Pia Hansen: Christmastime procrastination can be a gift
I‘m a born procrastinator. I’ve never asked my parents, but I’m sure whatever a baby can procrastinate I did, as soon as I was born. I know I was colicky and cried for three months straight – who knows what I was holding out for at such an early age?
You’d think that for someone who makes a living being on deadline – and actually rarely misses one – procrastination would be deadly, but I seem to make it.
And I don’t even have elevated blood pressure.
In high school I wrote essays the night before they were due.
I’ve crammed up until the last second for every single test I’ve ever taken – high school, college, driving, all of them. It’s not like I didn’t study along the way, I always did, but I guess I need that last second of gut-wrenching panic to get something good going.
Public speaking, morning TV, awards banquets, parties, lectures – whatever it is I’m supposed to do – I’ll be there on time and I’ll pull it off, but you’ll see me with a cheat sheet up until the last minute or putting on mascara when the first guests knock on the door.
The one time I got married, I was in the shower less than an hour before I was supposed to be at the church.
And I don’t really break a sweat – it’s just how my world is.
I’m the woman who buys her transatlantic flight the night before she leaves.
I couldn’t plan my way out a paper bag.
There are at least 26 reasons why now is not a good time to do the dishes.
“Budget” is a place where you rent a car.
My Christmas cards go out so late that when I go to pick up a few boxes at the store, they are already 50 percent off.
You guessed it: Here I am, once again on Dec. 1 without much of a plan – and company arriving in less than two weeks
There are a million things I could have done: sent the cat to the groomers, put a new roof on the house, cleaned up the basement, kept the wine I bought instead of “just” drinking it, baked cookies, purchased all my Christmas presents, retiled the upstairs bathroom and lost 20 pounds, just to mention a few items at the top of the list.
Yet I’m fine because as a true procrastinator I don’t make lists.
Never did.
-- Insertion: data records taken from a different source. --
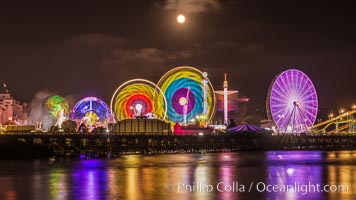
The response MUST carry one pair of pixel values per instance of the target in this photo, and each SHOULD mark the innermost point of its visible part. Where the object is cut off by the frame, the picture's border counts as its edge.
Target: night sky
(91, 47)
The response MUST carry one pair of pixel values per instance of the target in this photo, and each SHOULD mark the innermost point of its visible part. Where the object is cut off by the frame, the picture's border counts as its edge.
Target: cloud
(137, 59)
(97, 39)
(192, 6)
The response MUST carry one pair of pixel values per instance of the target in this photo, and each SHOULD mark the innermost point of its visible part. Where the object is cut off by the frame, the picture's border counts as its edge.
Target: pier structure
(115, 144)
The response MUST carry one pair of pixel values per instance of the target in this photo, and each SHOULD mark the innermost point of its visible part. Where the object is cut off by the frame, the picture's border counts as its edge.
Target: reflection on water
(184, 176)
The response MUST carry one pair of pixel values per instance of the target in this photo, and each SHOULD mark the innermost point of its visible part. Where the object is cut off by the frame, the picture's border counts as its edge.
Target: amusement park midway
(181, 113)
(177, 99)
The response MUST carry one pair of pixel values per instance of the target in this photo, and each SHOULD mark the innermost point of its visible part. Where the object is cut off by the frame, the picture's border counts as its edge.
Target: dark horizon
(90, 48)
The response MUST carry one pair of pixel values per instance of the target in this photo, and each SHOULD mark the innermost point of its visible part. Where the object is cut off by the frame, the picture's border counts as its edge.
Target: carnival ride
(292, 102)
(138, 98)
(91, 112)
(189, 94)
(58, 108)
(343, 123)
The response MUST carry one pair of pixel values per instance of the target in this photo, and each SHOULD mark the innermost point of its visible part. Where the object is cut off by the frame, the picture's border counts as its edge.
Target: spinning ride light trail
(184, 89)
(292, 102)
(91, 111)
(57, 107)
(138, 97)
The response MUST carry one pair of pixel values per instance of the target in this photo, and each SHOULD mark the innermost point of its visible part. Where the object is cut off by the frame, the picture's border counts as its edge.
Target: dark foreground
(107, 144)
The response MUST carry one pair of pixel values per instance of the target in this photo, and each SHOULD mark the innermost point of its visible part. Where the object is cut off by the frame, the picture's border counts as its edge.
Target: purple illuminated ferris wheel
(292, 102)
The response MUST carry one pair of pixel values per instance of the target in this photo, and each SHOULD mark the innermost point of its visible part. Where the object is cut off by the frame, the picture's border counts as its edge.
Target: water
(183, 176)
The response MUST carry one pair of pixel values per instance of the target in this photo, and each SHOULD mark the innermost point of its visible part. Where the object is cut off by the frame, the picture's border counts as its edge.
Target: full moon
(181, 19)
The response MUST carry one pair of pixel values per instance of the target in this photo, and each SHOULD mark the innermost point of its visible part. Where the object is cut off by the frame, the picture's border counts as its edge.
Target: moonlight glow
(181, 19)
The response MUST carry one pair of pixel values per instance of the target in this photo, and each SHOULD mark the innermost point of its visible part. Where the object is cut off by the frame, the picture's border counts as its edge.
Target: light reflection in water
(147, 177)
(295, 171)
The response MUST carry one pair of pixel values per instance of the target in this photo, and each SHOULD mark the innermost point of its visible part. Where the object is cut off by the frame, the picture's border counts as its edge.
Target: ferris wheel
(292, 102)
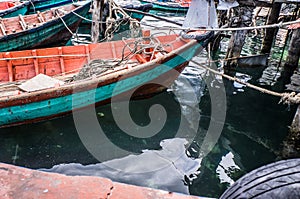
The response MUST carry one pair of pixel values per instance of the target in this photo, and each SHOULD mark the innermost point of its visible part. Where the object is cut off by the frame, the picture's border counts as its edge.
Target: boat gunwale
(14, 8)
(45, 24)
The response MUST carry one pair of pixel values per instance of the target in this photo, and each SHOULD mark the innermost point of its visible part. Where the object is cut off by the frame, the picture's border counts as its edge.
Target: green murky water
(253, 133)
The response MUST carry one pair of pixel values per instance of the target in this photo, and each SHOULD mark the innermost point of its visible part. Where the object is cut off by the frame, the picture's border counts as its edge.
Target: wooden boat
(13, 8)
(171, 6)
(42, 29)
(42, 5)
(71, 73)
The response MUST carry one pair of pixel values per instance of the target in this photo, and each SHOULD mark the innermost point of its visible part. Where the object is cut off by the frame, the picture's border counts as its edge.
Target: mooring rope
(286, 98)
(56, 12)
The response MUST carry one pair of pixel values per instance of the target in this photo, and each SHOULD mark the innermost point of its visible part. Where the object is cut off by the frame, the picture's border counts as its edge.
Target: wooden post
(293, 56)
(270, 32)
(291, 145)
(96, 18)
(237, 39)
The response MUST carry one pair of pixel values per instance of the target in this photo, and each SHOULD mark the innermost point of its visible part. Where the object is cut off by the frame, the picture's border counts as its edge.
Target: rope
(56, 12)
(47, 56)
(286, 98)
(84, 18)
(278, 25)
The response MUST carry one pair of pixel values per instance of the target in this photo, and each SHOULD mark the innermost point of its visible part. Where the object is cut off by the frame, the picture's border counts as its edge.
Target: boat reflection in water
(169, 168)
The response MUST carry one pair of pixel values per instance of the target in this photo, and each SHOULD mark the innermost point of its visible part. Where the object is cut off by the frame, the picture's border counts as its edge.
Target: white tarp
(201, 13)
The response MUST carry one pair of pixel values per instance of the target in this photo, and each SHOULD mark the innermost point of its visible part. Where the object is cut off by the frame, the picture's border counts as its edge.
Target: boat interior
(65, 63)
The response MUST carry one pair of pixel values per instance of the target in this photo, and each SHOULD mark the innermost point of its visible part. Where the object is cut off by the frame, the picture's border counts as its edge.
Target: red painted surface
(18, 182)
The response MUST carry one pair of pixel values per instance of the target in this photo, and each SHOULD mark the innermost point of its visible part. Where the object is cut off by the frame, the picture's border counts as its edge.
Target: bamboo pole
(237, 39)
(96, 18)
(270, 33)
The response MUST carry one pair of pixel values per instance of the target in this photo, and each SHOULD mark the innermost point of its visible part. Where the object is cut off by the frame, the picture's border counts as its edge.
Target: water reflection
(168, 168)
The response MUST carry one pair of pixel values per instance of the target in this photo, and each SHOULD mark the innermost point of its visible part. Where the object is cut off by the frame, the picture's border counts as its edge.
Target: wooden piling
(292, 60)
(271, 32)
(291, 145)
(237, 39)
(96, 18)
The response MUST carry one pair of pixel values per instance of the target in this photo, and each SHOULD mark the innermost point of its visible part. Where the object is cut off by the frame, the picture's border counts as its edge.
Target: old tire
(277, 180)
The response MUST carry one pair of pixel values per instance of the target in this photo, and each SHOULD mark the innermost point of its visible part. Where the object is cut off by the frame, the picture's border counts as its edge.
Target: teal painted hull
(64, 104)
(165, 7)
(13, 12)
(49, 34)
(41, 5)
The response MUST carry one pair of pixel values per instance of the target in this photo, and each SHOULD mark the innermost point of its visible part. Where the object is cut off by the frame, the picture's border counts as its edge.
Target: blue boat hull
(51, 33)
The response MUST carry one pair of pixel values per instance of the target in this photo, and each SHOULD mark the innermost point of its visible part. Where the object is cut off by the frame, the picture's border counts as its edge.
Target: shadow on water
(253, 134)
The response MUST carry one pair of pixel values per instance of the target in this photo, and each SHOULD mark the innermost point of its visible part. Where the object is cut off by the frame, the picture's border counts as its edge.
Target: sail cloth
(201, 14)
(227, 4)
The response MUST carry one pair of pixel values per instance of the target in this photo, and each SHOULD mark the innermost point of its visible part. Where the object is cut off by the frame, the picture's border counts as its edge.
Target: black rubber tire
(277, 180)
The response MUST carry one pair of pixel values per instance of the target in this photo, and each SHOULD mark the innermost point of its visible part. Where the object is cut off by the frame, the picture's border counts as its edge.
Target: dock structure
(18, 182)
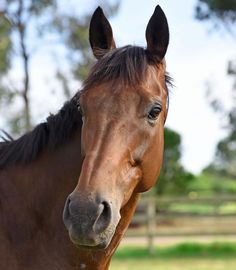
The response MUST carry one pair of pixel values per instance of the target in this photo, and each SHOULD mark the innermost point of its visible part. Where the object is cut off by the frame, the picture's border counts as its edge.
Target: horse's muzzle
(90, 220)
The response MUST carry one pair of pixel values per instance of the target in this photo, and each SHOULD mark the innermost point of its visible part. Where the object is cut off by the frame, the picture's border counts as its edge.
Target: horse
(69, 187)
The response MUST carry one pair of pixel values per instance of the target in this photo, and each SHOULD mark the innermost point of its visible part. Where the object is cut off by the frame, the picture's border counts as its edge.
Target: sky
(195, 58)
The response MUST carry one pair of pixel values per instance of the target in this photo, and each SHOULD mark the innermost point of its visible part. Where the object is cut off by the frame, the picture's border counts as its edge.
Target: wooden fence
(183, 217)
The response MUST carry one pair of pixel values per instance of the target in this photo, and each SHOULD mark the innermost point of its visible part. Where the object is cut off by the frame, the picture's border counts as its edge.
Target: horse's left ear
(100, 34)
(157, 35)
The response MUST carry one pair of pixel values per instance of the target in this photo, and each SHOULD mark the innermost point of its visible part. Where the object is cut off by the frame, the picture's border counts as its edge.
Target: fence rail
(205, 216)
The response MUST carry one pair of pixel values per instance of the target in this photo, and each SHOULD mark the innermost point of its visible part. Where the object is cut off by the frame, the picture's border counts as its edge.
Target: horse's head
(124, 107)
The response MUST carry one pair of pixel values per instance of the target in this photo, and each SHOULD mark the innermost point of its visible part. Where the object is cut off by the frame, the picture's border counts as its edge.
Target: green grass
(206, 184)
(185, 250)
(174, 264)
(186, 256)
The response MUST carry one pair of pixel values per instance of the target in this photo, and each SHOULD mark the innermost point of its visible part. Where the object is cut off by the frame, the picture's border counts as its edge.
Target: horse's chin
(92, 241)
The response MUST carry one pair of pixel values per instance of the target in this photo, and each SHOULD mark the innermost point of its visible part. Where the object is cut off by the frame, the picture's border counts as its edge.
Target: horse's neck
(100, 260)
(32, 198)
(33, 202)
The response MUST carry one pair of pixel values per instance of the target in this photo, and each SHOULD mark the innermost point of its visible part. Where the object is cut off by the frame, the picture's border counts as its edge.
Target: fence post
(151, 224)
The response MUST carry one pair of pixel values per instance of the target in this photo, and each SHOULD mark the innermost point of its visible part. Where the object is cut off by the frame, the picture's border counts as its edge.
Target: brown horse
(106, 144)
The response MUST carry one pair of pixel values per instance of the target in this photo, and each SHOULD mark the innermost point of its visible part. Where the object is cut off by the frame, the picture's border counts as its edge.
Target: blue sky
(196, 56)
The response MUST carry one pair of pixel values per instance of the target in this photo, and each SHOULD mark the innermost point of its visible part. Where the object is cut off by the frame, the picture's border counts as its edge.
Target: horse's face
(122, 139)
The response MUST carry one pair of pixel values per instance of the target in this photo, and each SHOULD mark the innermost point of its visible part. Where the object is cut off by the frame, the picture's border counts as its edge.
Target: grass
(185, 250)
(174, 264)
(206, 184)
(186, 256)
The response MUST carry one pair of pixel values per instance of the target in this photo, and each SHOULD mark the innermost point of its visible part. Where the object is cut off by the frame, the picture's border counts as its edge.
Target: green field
(189, 256)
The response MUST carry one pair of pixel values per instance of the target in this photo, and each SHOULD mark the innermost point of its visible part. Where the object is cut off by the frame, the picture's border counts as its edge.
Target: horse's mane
(128, 65)
(54, 132)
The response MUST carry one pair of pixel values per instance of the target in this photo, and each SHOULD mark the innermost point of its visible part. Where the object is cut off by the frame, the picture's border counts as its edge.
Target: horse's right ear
(157, 35)
(100, 34)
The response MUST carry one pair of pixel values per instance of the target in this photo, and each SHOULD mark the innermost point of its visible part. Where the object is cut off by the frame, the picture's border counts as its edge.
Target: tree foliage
(27, 24)
(223, 13)
(174, 179)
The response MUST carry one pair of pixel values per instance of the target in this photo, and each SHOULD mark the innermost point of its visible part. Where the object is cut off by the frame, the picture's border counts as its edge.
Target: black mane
(50, 134)
(128, 65)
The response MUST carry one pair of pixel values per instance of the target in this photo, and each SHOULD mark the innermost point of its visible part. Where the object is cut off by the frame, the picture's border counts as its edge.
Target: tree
(22, 21)
(223, 13)
(174, 179)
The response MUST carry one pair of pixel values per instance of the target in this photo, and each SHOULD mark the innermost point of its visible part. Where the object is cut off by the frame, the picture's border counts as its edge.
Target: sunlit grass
(186, 256)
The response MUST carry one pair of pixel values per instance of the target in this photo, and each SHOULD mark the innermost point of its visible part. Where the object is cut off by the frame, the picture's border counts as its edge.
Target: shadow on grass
(184, 250)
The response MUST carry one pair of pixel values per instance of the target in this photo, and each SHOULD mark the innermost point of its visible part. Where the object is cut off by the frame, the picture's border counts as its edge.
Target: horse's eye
(154, 112)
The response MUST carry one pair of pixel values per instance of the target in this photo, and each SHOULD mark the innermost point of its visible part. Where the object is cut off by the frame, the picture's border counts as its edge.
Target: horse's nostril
(66, 212)
(104, 217)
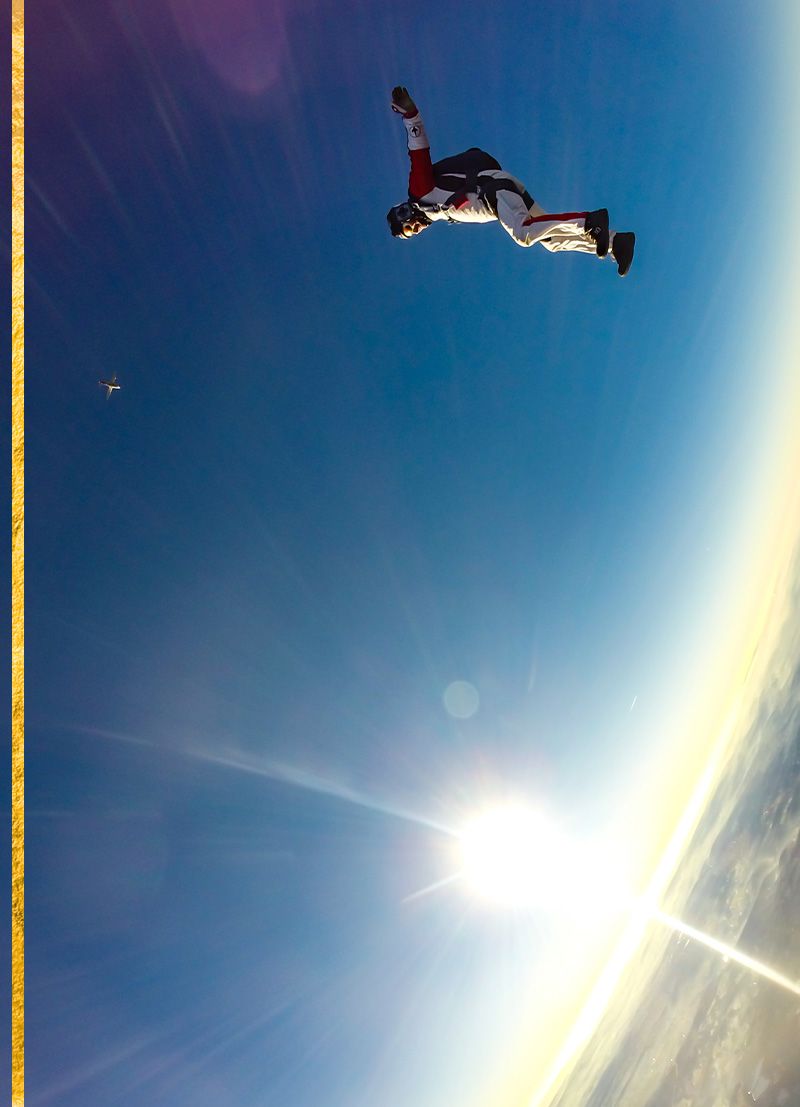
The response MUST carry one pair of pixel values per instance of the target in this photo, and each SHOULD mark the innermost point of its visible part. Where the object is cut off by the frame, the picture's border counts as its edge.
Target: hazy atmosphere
(415, 626)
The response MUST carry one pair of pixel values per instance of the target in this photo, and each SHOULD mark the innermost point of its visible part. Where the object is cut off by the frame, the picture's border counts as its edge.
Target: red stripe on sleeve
(421, 179)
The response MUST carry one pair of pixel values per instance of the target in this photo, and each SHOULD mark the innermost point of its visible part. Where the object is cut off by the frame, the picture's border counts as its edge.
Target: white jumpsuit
(526, 224)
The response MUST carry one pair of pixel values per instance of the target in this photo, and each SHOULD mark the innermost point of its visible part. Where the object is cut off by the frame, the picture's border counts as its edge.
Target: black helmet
(402, 214)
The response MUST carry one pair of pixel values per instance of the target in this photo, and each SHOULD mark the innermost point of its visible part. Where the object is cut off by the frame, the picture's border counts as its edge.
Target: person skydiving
(471, 187)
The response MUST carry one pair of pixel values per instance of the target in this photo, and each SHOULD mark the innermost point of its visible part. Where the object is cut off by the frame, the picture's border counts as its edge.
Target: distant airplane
(110, 385)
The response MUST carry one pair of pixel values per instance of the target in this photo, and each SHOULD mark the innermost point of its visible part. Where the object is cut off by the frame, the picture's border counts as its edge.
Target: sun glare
(516, 857)
(506, 855)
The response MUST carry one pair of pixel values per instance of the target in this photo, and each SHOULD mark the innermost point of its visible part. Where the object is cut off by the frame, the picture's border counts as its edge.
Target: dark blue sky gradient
(343, 472)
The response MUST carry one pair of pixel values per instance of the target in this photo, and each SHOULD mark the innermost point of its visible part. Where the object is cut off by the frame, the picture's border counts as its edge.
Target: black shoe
(596, 226)
(622, 250)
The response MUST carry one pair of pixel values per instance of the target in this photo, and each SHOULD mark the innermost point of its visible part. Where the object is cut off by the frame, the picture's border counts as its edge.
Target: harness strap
(482, 185)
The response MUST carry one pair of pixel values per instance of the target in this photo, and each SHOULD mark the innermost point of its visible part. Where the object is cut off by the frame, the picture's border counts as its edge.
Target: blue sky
(342, 473)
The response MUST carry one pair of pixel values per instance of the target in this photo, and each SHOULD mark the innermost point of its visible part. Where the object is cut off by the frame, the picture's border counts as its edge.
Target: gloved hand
(402, 102)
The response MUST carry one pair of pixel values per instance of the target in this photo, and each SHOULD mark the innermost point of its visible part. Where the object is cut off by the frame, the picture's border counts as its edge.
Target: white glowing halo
(516, 857)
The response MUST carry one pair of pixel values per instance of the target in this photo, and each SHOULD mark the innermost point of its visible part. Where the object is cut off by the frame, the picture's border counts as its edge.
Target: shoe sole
(600, 234)
(624, 267)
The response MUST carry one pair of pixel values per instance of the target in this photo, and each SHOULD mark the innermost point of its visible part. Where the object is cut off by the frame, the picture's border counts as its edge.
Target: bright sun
(516, 857)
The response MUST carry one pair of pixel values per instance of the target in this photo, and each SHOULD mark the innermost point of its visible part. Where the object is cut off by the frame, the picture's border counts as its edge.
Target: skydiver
(471, 187)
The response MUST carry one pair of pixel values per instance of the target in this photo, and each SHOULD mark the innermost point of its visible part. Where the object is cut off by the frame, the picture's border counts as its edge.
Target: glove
(402, 102)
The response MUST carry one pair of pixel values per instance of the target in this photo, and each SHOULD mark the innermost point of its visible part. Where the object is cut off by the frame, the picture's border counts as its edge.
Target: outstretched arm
(421, 179)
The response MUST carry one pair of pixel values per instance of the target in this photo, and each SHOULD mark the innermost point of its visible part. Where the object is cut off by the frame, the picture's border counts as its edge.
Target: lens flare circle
(460, 700)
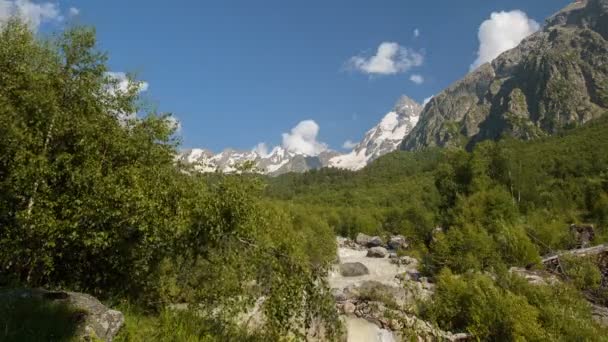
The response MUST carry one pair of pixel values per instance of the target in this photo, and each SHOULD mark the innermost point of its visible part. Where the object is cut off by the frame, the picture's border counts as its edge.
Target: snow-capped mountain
(384, 138)
(380, 140)
(277, 162)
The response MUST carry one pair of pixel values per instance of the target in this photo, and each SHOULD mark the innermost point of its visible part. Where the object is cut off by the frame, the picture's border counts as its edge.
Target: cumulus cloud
(416, 78)
(502, 32)
(349, 144)
(303, 139)
(390, 58)
(261, 149)
(174, 123)
(73, 11)
(427, 100)
(123, 83)
(33, 14)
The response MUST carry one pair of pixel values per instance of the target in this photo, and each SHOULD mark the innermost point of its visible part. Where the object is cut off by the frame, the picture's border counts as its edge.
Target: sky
(236, 73)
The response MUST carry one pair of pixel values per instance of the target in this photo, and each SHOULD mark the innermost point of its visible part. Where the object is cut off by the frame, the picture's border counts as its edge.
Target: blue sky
(237, 73)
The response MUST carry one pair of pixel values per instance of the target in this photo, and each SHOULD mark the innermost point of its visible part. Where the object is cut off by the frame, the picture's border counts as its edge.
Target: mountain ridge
(381, 139)
(554, 79)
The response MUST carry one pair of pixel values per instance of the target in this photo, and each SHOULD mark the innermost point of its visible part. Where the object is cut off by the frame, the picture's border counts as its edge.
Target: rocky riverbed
(376, 292)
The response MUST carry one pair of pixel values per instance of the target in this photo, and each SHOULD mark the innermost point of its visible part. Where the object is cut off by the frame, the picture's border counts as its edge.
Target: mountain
(555, 79)
(382, 139)
(277, 162)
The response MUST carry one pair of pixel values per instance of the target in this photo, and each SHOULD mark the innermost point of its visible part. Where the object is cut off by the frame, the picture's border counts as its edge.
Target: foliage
(91, 199)
(36, 320)
(511, 309)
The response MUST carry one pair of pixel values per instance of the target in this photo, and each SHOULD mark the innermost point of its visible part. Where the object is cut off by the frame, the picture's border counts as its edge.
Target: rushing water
(380, 270)
(360, 330)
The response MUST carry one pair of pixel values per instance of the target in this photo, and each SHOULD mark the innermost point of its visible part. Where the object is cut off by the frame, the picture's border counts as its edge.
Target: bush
(510, 309)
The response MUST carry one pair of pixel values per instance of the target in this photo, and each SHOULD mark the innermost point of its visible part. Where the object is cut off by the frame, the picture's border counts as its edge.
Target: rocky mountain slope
(555, 79)
(380, 140)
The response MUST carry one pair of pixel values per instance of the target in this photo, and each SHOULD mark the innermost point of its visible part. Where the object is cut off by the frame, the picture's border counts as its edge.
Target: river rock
(404, 260)
(353, 269)
(375, 241)
(398, 242)
(362, 239)
(96, 321)
(377, 252)
(349, 308)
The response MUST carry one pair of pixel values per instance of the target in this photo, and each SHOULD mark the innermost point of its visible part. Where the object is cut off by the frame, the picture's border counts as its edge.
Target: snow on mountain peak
(383, 138)
(301, 151)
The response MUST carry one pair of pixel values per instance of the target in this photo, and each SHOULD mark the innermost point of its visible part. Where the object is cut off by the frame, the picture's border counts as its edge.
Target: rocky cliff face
(555, 79)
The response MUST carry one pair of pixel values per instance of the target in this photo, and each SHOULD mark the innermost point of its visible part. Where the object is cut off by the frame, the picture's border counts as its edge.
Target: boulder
(349, 308)
(377, 252)
(375, 241)
(353, 269)
(368, 241)
(398, 242)
(404, 260)
(96, 321)
(362, 239)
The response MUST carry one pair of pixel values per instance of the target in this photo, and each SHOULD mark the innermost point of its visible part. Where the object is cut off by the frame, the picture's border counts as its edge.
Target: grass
(33, 320)
(178, 326)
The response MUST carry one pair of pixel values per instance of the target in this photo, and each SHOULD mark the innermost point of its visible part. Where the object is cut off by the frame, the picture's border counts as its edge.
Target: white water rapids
(380, 270)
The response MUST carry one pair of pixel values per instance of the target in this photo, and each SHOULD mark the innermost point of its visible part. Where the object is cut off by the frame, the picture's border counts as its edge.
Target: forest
(92, 200)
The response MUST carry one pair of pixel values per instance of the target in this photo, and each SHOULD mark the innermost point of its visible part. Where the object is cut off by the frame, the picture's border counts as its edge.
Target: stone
(398, 242)
(362, 239)
(584, 234)
(377, 252)
(349, 308)
(353, 269)
(375, 241)
(404, 260)
(415, 276)
(505, 96)
(98, 322)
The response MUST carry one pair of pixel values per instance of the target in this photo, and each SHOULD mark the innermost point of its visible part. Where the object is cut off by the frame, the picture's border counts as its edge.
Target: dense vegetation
(91, 200)
(472, 215)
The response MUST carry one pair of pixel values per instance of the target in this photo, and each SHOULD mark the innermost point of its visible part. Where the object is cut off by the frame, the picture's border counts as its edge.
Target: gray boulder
(377, 252)
(97, 322)
(375, 241)
(398, 242)
(353, 269)
(362, 239)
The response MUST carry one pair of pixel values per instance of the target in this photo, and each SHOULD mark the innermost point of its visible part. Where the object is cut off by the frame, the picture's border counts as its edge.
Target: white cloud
(174, 123)
(502, 32)
(303, 139)
(390, 58)
(416, 78)
(349, 144)
(427, 100)
(123, 83)
(31, 13)
(261, 149)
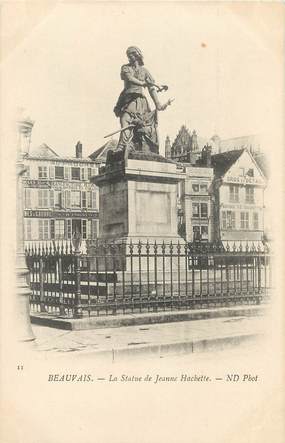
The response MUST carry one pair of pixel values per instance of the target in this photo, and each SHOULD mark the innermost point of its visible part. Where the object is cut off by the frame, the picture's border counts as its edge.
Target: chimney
(195, 146)
(206, 155)
(78, 150)
(167, 147)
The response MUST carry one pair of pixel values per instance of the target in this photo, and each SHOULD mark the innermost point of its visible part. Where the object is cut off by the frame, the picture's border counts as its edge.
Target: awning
(244, 245)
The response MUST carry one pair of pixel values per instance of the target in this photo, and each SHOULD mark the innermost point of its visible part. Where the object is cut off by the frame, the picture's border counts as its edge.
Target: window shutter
(66, 173)
(51, 172)
(51, 198)
(52, 229)
(41, 232)
(62, 199)
(34, 229)
(83, 175)
(88, 228)
(94, 228)
(84, 203)
(67, 199)
(94, 200)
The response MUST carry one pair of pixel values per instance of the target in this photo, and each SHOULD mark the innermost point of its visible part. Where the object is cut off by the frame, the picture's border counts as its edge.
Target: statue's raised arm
(138, 122)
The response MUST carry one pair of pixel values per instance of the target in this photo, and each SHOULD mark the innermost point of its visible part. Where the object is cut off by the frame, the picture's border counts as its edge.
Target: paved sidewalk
(154, 339)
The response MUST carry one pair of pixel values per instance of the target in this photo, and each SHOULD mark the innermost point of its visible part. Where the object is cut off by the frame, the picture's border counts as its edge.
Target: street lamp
(23, 292)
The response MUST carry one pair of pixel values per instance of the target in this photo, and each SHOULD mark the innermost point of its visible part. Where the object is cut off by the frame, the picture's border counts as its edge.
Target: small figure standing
(132, 107)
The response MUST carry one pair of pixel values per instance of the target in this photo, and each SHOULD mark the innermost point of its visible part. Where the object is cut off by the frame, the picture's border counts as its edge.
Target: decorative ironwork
(143, 277)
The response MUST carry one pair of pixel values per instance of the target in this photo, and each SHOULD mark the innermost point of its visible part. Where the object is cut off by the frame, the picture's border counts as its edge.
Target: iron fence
(131, 278)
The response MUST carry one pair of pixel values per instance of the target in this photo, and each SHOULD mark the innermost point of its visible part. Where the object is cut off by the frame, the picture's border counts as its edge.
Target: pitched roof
(222, 162)
(262, 162)
(102, 152)
(43, 151)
Never will. So I conveniently have no way of knowing what I should have done at such and such a time and date.
I’m looking forward to the lunches and the parties and the coffee hours. I’m looking forward to picking my mom and her husband up at the airport. To Christmas shopping and more snow and tree decorating and coming home to a house that smells like fresh-baked cookies.
The thing is that no matter how late you wrap your presents, Christmas will get here and everything will be fine the way it always is.